Valve's Destinations is the best and worst of VR
Bucket list on fast-forward
Valve's Destinations [official site], a workshop/gallery designed to enable us to experience detailed recreations of real or fictional places in virtual reality, was released into early access last Summer. This is the first time I've used it in earnest - partly because I wasn't able to maintain the floorspace needed for a full Vive setup, partly because the shine so rapidly came off VR once the initial awe had faded. I've finally pushed enough furniture into the stairwell to be able to give it a go. It's both exactly what VR needs and all the technology's disappointments focused into one place.
Destinations is an ideal Steam application in many ways - it's plugged directly into the Steam Workshop, and an optional accompanying editor enables smarter folk than I to create a theoretically endless roster of 'rooms' for end-usery-types to goggle at. The base game/application is effectively a gallery picker, from where you pick your 'Destination' of choice and, if you so wish, a few basic physical props to use within it. Interface-wise, it's smart and intuitive, and there's no issue with choosing anything from inside your headset, with your motion controllers of choice in your hands.
The killer twist - in theory - is multiplayer support. You find somewhere to go on your blinkered holiday and drag a few mates in there with you. A hangout in an unreal place - or a meticulously-recreated real place, depending on your preferences.
A couple of years ago, before the Vive had been released and only a select few had been able to try devkits, a friend of mine breathlessly told me about the demo he'd tried, and said 'this time next year, you and I are going to be in our Vives, drinking beers on the Riviera.' Destinations didn't exist then, but it is pretty much what he had in mind. And it's also exactly what I what I suspected the reality would be like.
Which is to say, amazing sights rendered at life-size scale, but whose initial impact wanes due to an inability to meaningfully interact with anything. The first location I visited, an old English church and surrounding graveyard, I spent a good 20 minutes exploring. After that, I flicked through amazing places at speed, like a bucket list world tour on extreme fast forward. Yup, seen, seen, seen, seen.
The detail on some of these destinations is truly impressive, even despite the limited resolution of current VR headsets. It's not like Google Earth VR, which though it may feature dramatically more locations (and freedom of movement) can only render any of them as if someone applied stickers to clay shapes. It's photo-quality, bearing up to scrutiny from any angle.

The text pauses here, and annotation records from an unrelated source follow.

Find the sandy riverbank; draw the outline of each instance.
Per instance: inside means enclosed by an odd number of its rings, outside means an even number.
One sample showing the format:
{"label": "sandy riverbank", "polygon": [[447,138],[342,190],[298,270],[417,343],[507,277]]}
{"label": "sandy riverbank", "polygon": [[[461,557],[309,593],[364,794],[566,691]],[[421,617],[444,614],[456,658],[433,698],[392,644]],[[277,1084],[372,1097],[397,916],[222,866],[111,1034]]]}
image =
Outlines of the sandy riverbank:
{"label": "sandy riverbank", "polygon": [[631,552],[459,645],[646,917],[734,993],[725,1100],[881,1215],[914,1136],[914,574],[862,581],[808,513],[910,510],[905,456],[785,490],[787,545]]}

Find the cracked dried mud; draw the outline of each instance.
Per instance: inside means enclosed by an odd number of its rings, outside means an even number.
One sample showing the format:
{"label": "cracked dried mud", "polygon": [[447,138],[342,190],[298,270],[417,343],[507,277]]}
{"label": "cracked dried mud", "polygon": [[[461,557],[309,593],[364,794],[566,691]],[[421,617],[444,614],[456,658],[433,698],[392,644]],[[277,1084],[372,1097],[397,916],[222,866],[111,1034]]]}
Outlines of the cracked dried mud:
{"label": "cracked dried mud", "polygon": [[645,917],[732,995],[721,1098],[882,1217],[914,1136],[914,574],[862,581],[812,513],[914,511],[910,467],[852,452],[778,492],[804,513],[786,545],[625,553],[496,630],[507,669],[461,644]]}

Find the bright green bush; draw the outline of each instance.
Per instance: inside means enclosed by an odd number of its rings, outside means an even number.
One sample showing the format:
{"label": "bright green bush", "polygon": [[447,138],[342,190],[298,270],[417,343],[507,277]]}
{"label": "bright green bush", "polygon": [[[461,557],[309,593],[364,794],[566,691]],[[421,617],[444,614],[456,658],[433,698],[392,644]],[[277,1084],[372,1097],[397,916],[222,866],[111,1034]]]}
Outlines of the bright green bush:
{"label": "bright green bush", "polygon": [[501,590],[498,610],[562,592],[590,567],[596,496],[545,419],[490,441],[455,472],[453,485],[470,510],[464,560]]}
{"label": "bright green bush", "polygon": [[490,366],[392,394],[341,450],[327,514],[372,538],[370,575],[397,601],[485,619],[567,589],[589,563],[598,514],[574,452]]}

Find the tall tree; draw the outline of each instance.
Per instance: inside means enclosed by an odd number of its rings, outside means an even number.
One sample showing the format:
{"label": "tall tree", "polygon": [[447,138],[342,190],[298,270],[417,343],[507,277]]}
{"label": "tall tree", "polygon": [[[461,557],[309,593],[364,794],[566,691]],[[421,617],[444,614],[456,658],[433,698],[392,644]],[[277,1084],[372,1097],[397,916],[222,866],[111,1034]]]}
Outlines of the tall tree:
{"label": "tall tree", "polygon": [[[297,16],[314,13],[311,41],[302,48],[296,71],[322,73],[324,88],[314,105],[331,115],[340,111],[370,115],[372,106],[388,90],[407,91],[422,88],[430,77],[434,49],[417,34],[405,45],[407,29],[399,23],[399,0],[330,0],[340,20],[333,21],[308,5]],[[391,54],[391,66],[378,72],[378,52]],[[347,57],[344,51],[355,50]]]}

If you go for the room-size VR option - you don't have to, standing and seating is available, with the old point'n'teleport movement controls - there's a museum exhibition quality to it.
Barriers exist, though, and consciousness of those barriers grows with each new Destination. There's no walking inside that church, or along Tower Bridge in the background. I mean, we can't expect miracles here - not to mention the impracticality of trying to render and allow the player to navigate truly vast spaces when some poor sod has to photograph, map, model and import all that stuff. It'd be the work of months, for something some ignorant ass like me downloads for free, spends two minutes with then moves on to the next thing.
Destinations offers options for a few cod-physical props - balls and baseball bats and Weighted Companion Cubes. In multiplayer, these things can be thrown to or swung at your companions, who appear as cartoonish, blocky, simple avatars, not in any way themselves. It's a giggle, to say you played catch with your mate on the South bank or clobbered each other harmlessly with bats inside a scene from The Ocarina of Time. I'm glad this exists. I'm just not going to do that very often.
Sure, I could have that drink on the Riviera with my friend, but my eyes would hurt after ten minutes, I'd almost certainly knock my beer on the floor while blindly fumbling for the glass, there would be no chair to match the chair in my room, no warmth from that sun, and we'd both look like cutesey robot-heads made for a 2008 Wii minigame collection that sold 700 copies worldwide. But we would both yell 'now let's see Captain Picard's quarters!' or 'what about the lookout tower from Firewatch?' and that would be fun too.
Destinations is absolutely a VR title, which means superficially impressive but inherently limited. How long can the joke remain funny for? Well, a while, but only if there's enough take-up by smart and skilled people to ensure a steady stream of suitably appealing locations. Yeah, I want a drink in King's Landing and I want to stare down from the top of the Burj Khalifa, but someone needs to make those things. Right now, the Destinations gallery just isn't terribly full, given it's been kicking around for eight months. Unless there's a sudden influx of new Vive or Oculus owners, that is sadly likely to remain the case.
The right places will bring me back, for sure - for instance, browsing around Valve's offices, I spotted the cover of a magazine issue I worked on myself, which was a startling delight. I think I'd almost enjoy this more to revisit places I know well than I would limited slices of places I've never seen. I hope new things are steadily created for this, and I hope that one day we have a more comfortable headset to visit them with.
Destinations is a must-have if you own a Vive or an Oculus Rift with Touch Controllers, partially because it's free, but partially because it's exactly what VR needs to do - and then go further still. I am less and less convinced that the technology will, at least not any time soon.
Destinations is available on Windows via Steam for free.